The MVPMAP board met recently with local car and truck assemblers, the Department of Trade and Industry, the Board of Investments, the Tariff Commission, the Export Processing Zone Authority, Sen. Richard Gordon, chairman of the Senate Committee on Transportation and his counterpart in the House, Rep. John Cua, to discuss a revival of the Peoples Car Program.
According to the MVPMAP, the Philippine automotive industry had its heydays in 1996 when 141,000 units of completely knocked down (CKD) vehicles (87 percent) and 21,000 units of completely built up (CBU) cars (13 percent) were produced.
It was also a boom year for the local auto parts makers as well, as the production of 162,000 units was the highest ever.
Back then, there were very few CBU units, the MVPMAP pointed out. CKD assembly use a lot of local parts compared to the CBU units which have no local component at all.
However, last year, the industry sold only 57,500 CKD units (59 percent) and 39,500 CBU units (41 percent) for a total of 97,000 units, the group lamented. Auto sales have been virtually flat over the last eight years.
More significantly, the sale of CBU vehicles last year was the highest on record, hurting the local parts makers in the process.
During the forum, MVPMAP chairman emeritus Feliciano Torres argued that the trend of increasing CBU importation is not bad as long as it is not misconstrued as the real reason why CKD production is not increasing.
The sale of CBU units have grown from only 8,200 units in 1998 to 39,500 units in 2005. It grew the most in 2004 when CBU sales doubled from 15,000 in 2003 to 30,400 units.
The MVPMAP expected to benefit from what was originally planned by the government as an Automotive Industry Program to generate sales of 200,000 CKD units and 100,000 CBU units by 2007.
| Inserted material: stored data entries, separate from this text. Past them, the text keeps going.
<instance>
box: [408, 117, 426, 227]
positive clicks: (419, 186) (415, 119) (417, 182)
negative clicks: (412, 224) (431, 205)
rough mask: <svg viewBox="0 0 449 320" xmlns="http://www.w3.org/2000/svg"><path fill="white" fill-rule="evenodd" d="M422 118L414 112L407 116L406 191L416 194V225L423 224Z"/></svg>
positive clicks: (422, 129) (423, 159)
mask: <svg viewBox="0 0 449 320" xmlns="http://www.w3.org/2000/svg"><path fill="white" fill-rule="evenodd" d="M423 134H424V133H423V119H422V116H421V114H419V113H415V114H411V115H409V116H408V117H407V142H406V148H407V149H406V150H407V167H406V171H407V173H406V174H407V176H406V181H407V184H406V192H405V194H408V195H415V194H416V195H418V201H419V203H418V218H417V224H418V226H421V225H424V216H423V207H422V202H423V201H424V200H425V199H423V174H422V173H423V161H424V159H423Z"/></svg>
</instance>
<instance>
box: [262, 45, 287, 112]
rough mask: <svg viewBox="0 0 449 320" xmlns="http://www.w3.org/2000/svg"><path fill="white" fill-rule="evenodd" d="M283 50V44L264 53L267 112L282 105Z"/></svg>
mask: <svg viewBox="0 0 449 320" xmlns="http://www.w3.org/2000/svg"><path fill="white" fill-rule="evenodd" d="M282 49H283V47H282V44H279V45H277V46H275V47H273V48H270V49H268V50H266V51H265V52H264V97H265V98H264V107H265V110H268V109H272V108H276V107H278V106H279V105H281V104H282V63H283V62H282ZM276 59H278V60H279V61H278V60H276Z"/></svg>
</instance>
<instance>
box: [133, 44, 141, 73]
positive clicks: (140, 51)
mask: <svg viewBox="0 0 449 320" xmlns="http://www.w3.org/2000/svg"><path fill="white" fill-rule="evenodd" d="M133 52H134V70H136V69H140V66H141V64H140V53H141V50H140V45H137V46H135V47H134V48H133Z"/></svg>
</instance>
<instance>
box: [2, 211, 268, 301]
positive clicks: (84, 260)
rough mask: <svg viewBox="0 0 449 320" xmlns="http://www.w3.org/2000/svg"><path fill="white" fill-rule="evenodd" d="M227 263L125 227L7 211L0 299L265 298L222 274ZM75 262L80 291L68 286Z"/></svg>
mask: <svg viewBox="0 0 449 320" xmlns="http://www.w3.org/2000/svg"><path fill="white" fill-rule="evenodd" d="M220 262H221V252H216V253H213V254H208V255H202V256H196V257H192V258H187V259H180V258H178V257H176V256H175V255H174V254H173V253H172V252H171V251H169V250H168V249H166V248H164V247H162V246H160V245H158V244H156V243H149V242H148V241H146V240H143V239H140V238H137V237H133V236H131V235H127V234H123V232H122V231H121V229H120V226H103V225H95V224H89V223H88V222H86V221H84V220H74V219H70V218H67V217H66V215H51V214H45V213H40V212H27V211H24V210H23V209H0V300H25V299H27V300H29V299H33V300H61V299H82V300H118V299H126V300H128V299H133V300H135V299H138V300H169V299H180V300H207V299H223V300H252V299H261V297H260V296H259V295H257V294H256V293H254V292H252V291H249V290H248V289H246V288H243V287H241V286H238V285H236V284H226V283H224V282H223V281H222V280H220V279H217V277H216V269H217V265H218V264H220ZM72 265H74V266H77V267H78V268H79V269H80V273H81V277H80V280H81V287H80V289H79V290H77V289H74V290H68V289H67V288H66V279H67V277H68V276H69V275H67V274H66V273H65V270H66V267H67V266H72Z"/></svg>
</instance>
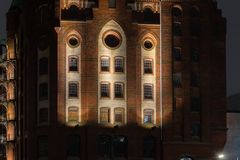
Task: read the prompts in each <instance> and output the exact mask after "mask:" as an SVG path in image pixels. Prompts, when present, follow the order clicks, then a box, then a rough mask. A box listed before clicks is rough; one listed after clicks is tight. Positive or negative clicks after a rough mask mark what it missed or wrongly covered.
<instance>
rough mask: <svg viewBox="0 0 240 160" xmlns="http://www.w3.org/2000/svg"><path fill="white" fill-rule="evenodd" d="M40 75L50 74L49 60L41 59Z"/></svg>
mask: <svg viewBox="0 0 240 160" xmlns="http://www.w3.org/2000/svg"><path fill="white" fill-rule="evenodd" d="M38 72H39V75H44V74H48V59H47V58H41V59H40V60H39V68H38Z"/></svg>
Unfortunately, a year away from the end of the target period, automotive industry sales stood at just a third of that level.
The Philippine vehicle industry, the MVPMAP observed, has been overtaken and left behind by its ASEAN neighbors.
The local parts makers are hence pushing for the revival of the Peoples Car Program, proposing a brand-new vehicle at the price of a second-hand car but with a high level of local content like an updated version of the affordable and highly-successful Asian utility vehicle (AUV).
From the car assemblers, the local parts makers are asking them to take the lead role in the design and development of the new Peoples Car, incorporating whatever parts the local parts makers can possibly supply that conforms to the assemblers quality, cost and delivery requirements.
From the government, the MVPMAP is asking for support, protection and incentives, specifically putting a stop to the importation of used vehicles.
Philippine Automotive Federation Inc. (PAFI) president Vicente Mills agreed that government "must have a vision of where it wants the local auto industry to be 10 to 20 years from now."
Mills added that there has to be a joint development of lower entry vehicles from the assemblers principals abroad.
"We need to focus on the development and production of vehicles affordable to Filipinos," Mills stressed.
Rep. Cua cited that one of the Philippines top export industry, aside from electronics, is the automotive industry.
Thus, the revival of the automotive industry should be supported by the government.
However, Cua urged local parts makers to propose strategies for its development.
Sen. Gordon, for his part, encouraged the industry to present to the government development programs and strategies, how to implement them and make them viable.
"They need a voice, they have to let everyone know what is ailing them and what help they need. More importantly, the industry players need to work together to come up with comprehensive plans and programs for the development of the industry," he said.
He addded that if the automotive industry expects to survive in a borderless trade environment, all must close ranks and rebuild the industry one brick at a time.
On the government side, there is a need to consistently implement laws and regulations, especially since, as one participant observed, "the difference between the Philippines and its ASEAN neighbors is the manner by which government policies are being managed and implemented."